After choosing a video file and a commentary track, choose the spoken word language to merge into and a subtitle track to use for finding matching sections, and a manual fine-tuning step allows you to optionally make the sync even more perfect.
Finally the commentary track is merged with the chosen audio track with the correct offset to create a new audio track in the video file chosen.
i set this up because i was using apple music for the riff and vlc for the video and that is not a way to have fun
- Extract audio from both video and commentary files
- Transcribe both using OpenAI Whisper (or subtitles if available)
- Align by matching phrases between the two transcripts
- Tune alignment interactively with spectrogram visualization
- Merge commentary with video audio, creating final output
# Clone and install
git clone https://github.com/jareklupinski/auto-riffer.git
cd auto-riffer
pip install -r requirements.txt
# System dependencies (macOS)
brew install ffmpeg tesseract
# For interactive mode (recommended)
pip install PyQt6# Basic - inserts Riff track into original video
python main.py movie.mkv riff.mp3
# Custom output file
python main.py movie.mkv riff.mp3 -o movie_with_riff.mkv
# Audio-only output
python main.py movie.mkv riff.mp3 --audio-only -o merged.m4a
# Skip interactive tuning
python main.py movie.mkv riff.mp3 --no-interactive
# Manual offset (skip alignment detection)
python main.py movie.mkv riff.mp3 --offset 42.5
# Better accuracy with larger model
python main.py movie.mkv riff.mp3 --whisper-model medium| Option | Description |
|---|---|
-o, --output |
Output file path |
--audio-only |
Output merged audio only (no video) |
--whisper-model |
Whisper model: tiny, base, small, medium, large |
--video-volume |
Volume for video audio (default: 0.7) |
--riff-volume |
Volume for commentary (default: 1.0) |
--language |
Language code for recognition (default: en) |
--offset |
Manual offset in seconds |
--no-interactive |
Skip interactive fine-tuning UI |
--audio-track |
Audio track index (0-based) |
--subtitle-track |
Subtitle track index (0-based) |
auto-riffer/
├── main.py # CLI and orchestration
├── models.py # Data classes (Word, AudioTrack, etc.)
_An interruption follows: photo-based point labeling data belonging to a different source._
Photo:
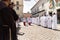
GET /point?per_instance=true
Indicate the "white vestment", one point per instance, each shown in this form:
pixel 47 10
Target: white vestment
pixel 43 21
pixel 29 20
pixel 54 22
pixel 49 22
pixel 24 19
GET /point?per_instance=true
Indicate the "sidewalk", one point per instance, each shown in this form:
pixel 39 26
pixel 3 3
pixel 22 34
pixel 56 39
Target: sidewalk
pixel 35 32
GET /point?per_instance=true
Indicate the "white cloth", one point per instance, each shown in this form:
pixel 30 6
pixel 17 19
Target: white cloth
pixel 54 21
pixel 24 19
pixel 29 20
pixel 43 21
pixel 49 22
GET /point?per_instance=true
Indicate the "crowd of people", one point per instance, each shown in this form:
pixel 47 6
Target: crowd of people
pixel 8 19
pixel 47 21
pixel 27 20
├── utils.py # Utilities and dependency checking
├── media.py # Media probing and audio extraction
├── subtitles.py # Subtitle extraction and OCR
├── transcribe.py # Whisper speech recognition
├── align.py # Phrase matching and offset detection
├── interactive.py # Interactive tuning UI
└── merge.py # Audio merging and output creation
- FFmpeg with ffprobe
- Tesseract OCR (for bitmap subtitles)
- Python 3.10+
- openai-whisper
- torch
- pytesseract
- Pillow
- matplotlib
- scipy
- PyQt6 (recommended for interactive mode)
-
Subtitles help: If your video has subtitles, they'll be used instead of transcribing audio—faster and often more accurate.
-
GPU acceleration: Whisper automatically uses CUDA or Apple MPS if available.
-
Interactive tuning: The spectrogram view shows both audio tracks. Adjust the offset until patterns align, then use "Play Preview" to verify.
-
Works best when disembaudios repeat movie dialogue, enabling effective phrase matching.